Blades llegó ayer a València en esa gira con la que desde 2016 viene despidiéndose del mundo de la salsa. Por lo visto el martes en Viveros, no parece que su público -gentes con banderas de la patria, hipsters con menos barba, parejas que bailan bien, parejas que bailan- ande muy preocupado. Quizá el personal sospecha que el músico panameño, como siempre, seguirá haciendo cosas que no son salsa o ni siquiera son música. Ya avisó en el concierto del martes que de él «siempre han dicho que sería presidente o presidiario». De momento, reconoció, se ha mantenido en medio. De momento.

No llenó y uno tiene cierta lástima por todos los que no disfrutaron de un conciertazo de casi tres horas sin apenas parones. Que ojo, uno -como Quevedo con los prólogos- es poco partidario de los conciertos largos. Pero en esta ocasión ya había pasado la medianoche cuando dejé de mover el culito izquierda-derecha-pausa para mirar la hora en el móvil. La actuación había empezado a eso de las 21.30 horas.

Primero se presentó la big band de Delgado y al poco apareció el protagonista para cantar «Caminando», el tema con el que daba inicio a un álbum con el que el artista volvió en 1991 al estilo más clásico de su época con Willie Colon o la Fania. No se hizo esperar uno de sus clásicos, «Decisiones», que estaba en aquel «Buscando América» de 1984 con el que Blades reconstruyó la salsa embastándola con rock, reggae, jazz y mucha caña política.

Para muchos, Blades es el gran referente intelectual y político de Panamá y, al igual que hace en sus canciones, siembra sus conciertos de comentarios sobre la situación del mundo en general, y de América en particular. «¿Algún venezolano por aquí?», preguntó. «Pues espero que tengan algo que celebrar en el futuro». Un rato después, cuando presentó «Ligia Elena», esa historia de una cándida chiquita de la sociedad que se enamoró de un trompetista de la vecindad, reconoció haber tenido esperanza con el advenimiento de Obama pero que ahora toca volver a luchar «para que la gente sea mirada por su aporte y no por el color de su piel y de su sexo». «No somos inmunes -advirtió-. Nos han criado así».

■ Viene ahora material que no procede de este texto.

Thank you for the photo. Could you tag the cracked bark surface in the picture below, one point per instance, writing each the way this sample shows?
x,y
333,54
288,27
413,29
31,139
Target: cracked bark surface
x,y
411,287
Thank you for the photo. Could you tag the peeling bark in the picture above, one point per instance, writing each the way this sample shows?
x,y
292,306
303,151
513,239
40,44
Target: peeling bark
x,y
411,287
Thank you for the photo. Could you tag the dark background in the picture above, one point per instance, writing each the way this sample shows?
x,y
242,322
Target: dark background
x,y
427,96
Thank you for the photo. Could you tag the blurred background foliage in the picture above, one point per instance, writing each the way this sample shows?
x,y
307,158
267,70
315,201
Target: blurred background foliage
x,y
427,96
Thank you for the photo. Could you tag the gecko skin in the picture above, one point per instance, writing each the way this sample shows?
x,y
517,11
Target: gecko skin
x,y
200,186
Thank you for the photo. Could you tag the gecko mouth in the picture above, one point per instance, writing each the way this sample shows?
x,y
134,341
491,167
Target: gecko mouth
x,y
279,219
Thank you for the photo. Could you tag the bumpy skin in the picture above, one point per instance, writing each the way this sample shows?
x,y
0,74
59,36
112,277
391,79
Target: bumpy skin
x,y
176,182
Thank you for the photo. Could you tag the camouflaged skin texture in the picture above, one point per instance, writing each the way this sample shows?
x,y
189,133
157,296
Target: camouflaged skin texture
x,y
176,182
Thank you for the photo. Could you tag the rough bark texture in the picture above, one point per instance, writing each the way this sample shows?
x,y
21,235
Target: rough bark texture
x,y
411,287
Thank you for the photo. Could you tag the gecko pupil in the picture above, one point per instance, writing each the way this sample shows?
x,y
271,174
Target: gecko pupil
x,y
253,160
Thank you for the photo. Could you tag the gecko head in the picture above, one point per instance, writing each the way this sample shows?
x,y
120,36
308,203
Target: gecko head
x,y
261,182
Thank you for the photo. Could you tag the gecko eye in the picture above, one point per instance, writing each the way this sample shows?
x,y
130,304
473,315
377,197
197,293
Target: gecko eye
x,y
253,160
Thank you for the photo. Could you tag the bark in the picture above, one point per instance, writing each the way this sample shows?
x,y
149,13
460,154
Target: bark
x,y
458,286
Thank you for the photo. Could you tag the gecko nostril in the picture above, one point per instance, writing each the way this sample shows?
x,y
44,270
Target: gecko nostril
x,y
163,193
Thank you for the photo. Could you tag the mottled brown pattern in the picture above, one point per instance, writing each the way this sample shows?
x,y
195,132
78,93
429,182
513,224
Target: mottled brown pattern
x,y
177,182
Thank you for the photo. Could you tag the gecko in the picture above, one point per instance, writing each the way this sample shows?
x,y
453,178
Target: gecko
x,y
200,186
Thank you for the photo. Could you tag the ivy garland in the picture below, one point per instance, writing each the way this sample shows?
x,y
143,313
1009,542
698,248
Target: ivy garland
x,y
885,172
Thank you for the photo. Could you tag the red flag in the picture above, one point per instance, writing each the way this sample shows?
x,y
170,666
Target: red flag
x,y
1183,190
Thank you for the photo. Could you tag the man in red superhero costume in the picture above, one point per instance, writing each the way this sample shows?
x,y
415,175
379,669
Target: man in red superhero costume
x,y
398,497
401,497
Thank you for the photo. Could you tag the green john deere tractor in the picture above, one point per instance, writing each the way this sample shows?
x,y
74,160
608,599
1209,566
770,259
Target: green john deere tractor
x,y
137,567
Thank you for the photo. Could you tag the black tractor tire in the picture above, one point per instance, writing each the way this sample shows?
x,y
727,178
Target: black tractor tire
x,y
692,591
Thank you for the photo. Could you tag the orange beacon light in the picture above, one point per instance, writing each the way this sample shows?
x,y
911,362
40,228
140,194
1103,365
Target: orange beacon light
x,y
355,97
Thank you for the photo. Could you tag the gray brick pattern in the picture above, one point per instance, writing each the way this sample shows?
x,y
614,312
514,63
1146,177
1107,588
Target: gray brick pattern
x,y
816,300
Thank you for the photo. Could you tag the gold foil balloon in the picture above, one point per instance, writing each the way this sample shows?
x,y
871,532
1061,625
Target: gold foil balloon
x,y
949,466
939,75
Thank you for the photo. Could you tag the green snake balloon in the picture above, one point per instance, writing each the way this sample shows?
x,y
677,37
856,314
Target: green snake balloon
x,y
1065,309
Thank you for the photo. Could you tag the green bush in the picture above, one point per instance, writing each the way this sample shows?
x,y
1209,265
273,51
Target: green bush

El concierto fue largo y, pese a eso, mantuvo el nervio constante, actuación de vieja escuela, con momentos álgidos y ningún bache. Habló Rubén de su amigo García Márquez y de aquella vez que casi hicieron un disco juntos. Se acordó de Héctor Lavoe para invitar a celebrar la vida con «El cantante». Cantó la emocionantérrima «Amor y control» de la que me gustan hasta los sintetizadores. Hubo «Todos vuelven», Ray Heredia con «Cobarde», recordó sus inicios con «Juan Pachanga» y cambió Nueva York por Nueva Jersey cuando clavó (él y la big band) «The way you look tonight». No faltó ese monumento a la música popular llamado «Pedro Navaja» antecedida por una canónica lectura de su hermana mayor, «Mack the knife».

A esas alturas, mi hija imploraba menos lecciones encubiertas y más superficie horizontal donde rendirse al sueño. Fue cuando Rubén Blades y la orquesta iniciaban los bises con «Buscando guayaba», «Maestra vida» y «Patria». Quizá después vendrían «Plástico» o «Desapariciones», pero ya daba igual. Clàudia y yo ya lo teníamos claro. Después de un concierto así, uno es un poco mejor.